論文「水と芸能とヒルコ神」 論文「水と芸能とヒルコ神」

えびす懸賞論文

<「えびす懸賞論文」受賞作品発表>

最優秀論文賞

「水と芸能とヒルコ神」河内厚郎 

【講評】
西宮神社の社伝に基礎をおきながら、史料や先行研究に依拠してヒルコの性質を考察することで、神話時代の、ひいては現代にもつながる日本社会の有り様と日本人の精神構造、この場合阪神間モダニズムの内面からの読み解きを試みている。

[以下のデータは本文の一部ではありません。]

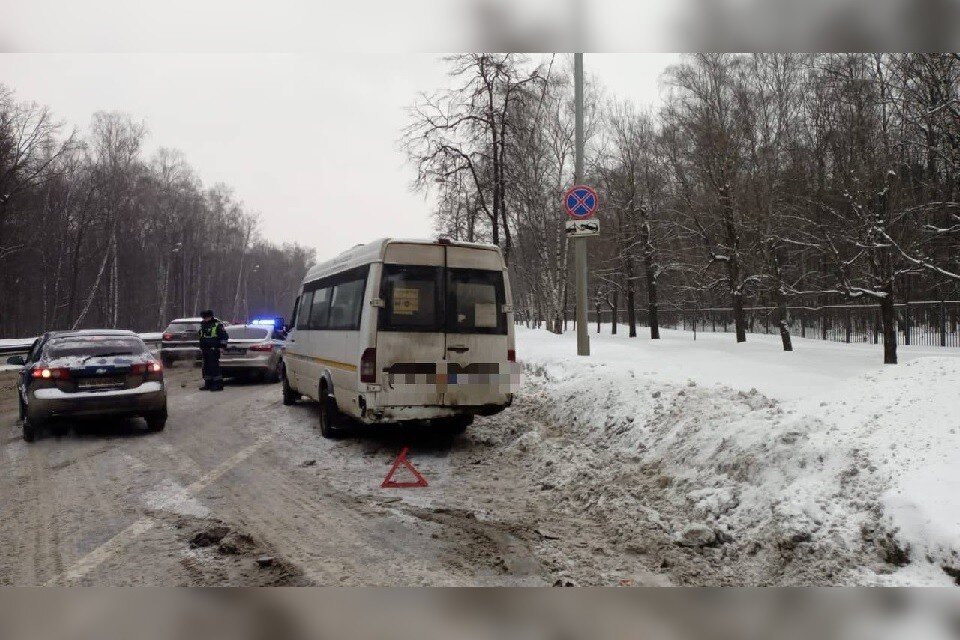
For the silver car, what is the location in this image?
[160,318,202,367]
[220,324,284,382]
[7,330,167,442]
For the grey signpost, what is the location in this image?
[573,53,590,356]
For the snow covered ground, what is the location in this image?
[517,326,960,584]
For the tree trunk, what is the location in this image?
[610,292,619,335]
[627,280,637,338]
[634,220,660,340]
[733,291,747,342]
[773,254,793,351]
[880,292,897,364]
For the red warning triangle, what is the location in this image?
[380,447,427,489]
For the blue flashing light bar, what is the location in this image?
[250,318,283,329]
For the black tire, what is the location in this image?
[143,409,167,433]
[280,370,300,407]
[320,382,344,438]
[263,360,283,384]
[23,418,38,442]
[447,414,473,436]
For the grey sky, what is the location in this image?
[0,53,677,258]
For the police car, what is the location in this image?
[220,318,285,382]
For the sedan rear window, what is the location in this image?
[227,326,270,340]
[46,336,146,358]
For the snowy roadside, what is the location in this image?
[517,327,960,584]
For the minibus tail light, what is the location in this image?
[360,348,377,383]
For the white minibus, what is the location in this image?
[282,238,518,437]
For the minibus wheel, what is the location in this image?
[280,365,300,406]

前半では、神話におけるヒルコの物語に注目する。河合隼雄氏の議論を参照し、唯一神の存在しない日本神話に固有の特徴は「中空均衡型」であり、微妙な均衡関係を保った神々の存在があるとする。そして、かかる特徴のなか追放されたヒルコの異端性に注目し、彼はアマテラス=女性の太陽神に対するヒルコ(日の子)=男性の太陽神であり、ギリシャ神話との比較から西洋的自我の萌芽であり、一時は切り捨てられるものの、最終的に彼を祀った西宮は西洋的自我を受容したとして、和洋折衷の阪神間モダニズムの精神性にも接続させている。
後半では、ヒルコともつながりの深い人形遣い・文楽について考察を加える。前半における議論を継承しつつ、文学者によるキリスト教文明の日本における受容にまつわる指摘を引用し、近年上演された、キリストの生涯を描く人形浄瑠璃の事例について、異なる事物を同化していった、阪神間モダニズムのあらわれと評価する。史資料の引用と研究者・文学者の見解を前提に、ヒルコとその伝播に重要な役割を果たしたとされる人形遣い(文楽)という、西宮神社において重要な2つのテーマについて、西洋との対比を織り込みながら、阪神間モダニズムへの新たな視座として導入を試みた内容である。